Mutharika made the remarks at a press conference he addressed at his Page House in Mangochi District.


Mutharika said it was insensitive for Chakwera to leave the country for United Nations General Assembly at a time the country is in economic crisis, demanding that he comes back immediately and solve the challenges facing the country.

“Another [mark of] insensitivity was for the Tonse Alliance administration to cancel the Extended Credit Facility with the International Monetary Fund simply because it was negotiated by the Democratic Progressive Party (DPP). The DPP will provide brilliant boys and girls who helped me turn around economic challenges we inherited in 2014,” he said.

Mutharika then bemoaned the rising cost of living, saying the country is not developing due to escalating prices of commodities.


He further blamed the current administration for escalating the problem of forex shortage, claiming that this has resulted in shortage of fuel, over-expenditure on the President’s external trips, over importation and under exportation of goods and services in the country.

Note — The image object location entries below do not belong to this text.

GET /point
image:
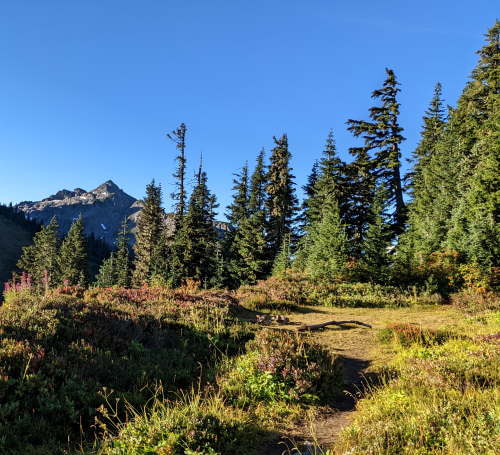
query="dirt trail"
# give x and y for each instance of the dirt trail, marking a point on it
(360, 351)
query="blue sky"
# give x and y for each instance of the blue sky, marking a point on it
(89, 88)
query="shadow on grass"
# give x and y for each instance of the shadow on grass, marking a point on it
(65, 363)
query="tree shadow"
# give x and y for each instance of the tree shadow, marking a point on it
(73, 363)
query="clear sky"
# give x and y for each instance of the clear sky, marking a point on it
(89, 88)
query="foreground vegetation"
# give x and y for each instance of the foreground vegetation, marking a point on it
(439, 392)
(187, 371)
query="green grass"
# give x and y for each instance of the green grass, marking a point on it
(443, 398)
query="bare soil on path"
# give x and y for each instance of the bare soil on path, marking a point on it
(362, 355)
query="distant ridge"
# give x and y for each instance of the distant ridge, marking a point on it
(103, 209)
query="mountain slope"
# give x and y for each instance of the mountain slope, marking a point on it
(14, 234)
(102, 209)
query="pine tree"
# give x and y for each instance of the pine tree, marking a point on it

He said if the Afrobarometer study which favoured the DPP over the Tonse Alliance administration were to be conducted now, at least 99 percent of Malawians would opt for the ouster of the Tonse Alliance administration.

“This government has lost the trust of people and it must, therefore, go and be replaced with a government of national unity,” Mutharika said.

The DPP leader said his party is ready to take part in activities of that government.

He, however, said the proposed government would then have to call for elections within 90 days to elect a “competent government” that can take the country out of the current economic crisis.

Mutharika also challenged Chakwera to deal with the issue of persistent electricity blackouts which, he said, are chocking both big and small-scale businesses.

He called on Chakwera to re-engage Aggreko which, he said, was generating over 70 megawatts of electricity and resolve Electricity Supply Corporation of Malawi (Escom) and Power Market Limited disagreements, saying the standoff between these two State companies renders Malawi an unattractive destination for investment in the energy sector.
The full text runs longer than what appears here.